Now, I’m in a bind because we’re too far in to revise or tweak the imagery too much. I can’t just say “oh I never mentioned it before now but the leaves on the trees are all black.” I’m thinking mostly I’ll need to up the apocalyptica via incursion from outside the area. What if someone arrives in town who’s from an area where the water ISN’T clean and safe? What physical afflictions might she suffer, what culture clashes might she bring?

But in general, if you give me ways to dress things up I can do my level best to incorporate and modify toward these needs. So bring it! (please and thank you)

Peace,

-Joel

19 thoughts on “HELP ME BARF FORTH ON MY LANDSCAPE”

  1. Why are the town and environs so clean and safe? 

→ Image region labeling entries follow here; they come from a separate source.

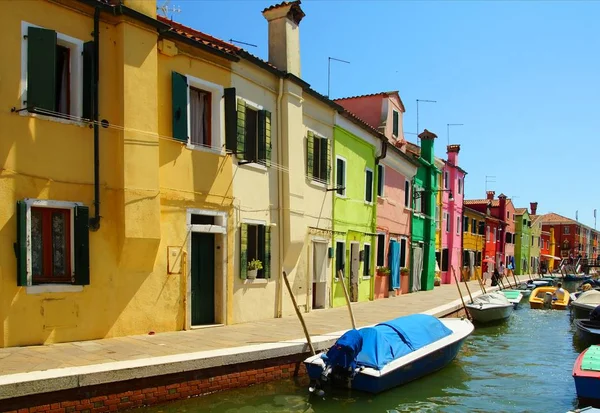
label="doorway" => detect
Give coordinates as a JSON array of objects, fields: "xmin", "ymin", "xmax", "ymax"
[{"xmin": 190, "ymin": 232, "xmax": 215, "ymax": 326}]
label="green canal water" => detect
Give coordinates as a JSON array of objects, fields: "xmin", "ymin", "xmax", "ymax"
[{"xmin": 138, "ymin": 284, "xmax": 582, "ymax": 413}]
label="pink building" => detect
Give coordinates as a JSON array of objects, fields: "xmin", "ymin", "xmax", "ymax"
[
  {"xmin": 440, "ymin": 145, "xmax": 467, "ymax": 284},
  {"xmin": 335, "ymin": 92, "xmax": 419, "ymax": 298}
]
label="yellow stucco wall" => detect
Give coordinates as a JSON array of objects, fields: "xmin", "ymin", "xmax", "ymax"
[{"xmin": 0, "ymin": 1, "xmax": 233, "ymax": 346}]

    What’s their experience of the Maelstrom been like?

    What’s up with that facade?

    Because a biologic apocalypse may have happened at a level no one can see.  Maybe there’s a microbe that killed most people, but is now trying to interact with the remaining folks.  See Greg Bear’s “Blood Music”, or Joan Slonczewski’s “Brain Plague”.

  2. People might occasionally just suffer some kind of brain thing and head off into the wilds.  

    The wild animals start having gooey eyes and noses.  A session or two later, they start having gooey fur and open sores.

    When the bunker unseals (maybe because one single extended family or other faction was told how in their dreams) it’ll justify all kinds of stuff.

    Are there babies?  Aren’t folks whispering about that one new baby that has two faces?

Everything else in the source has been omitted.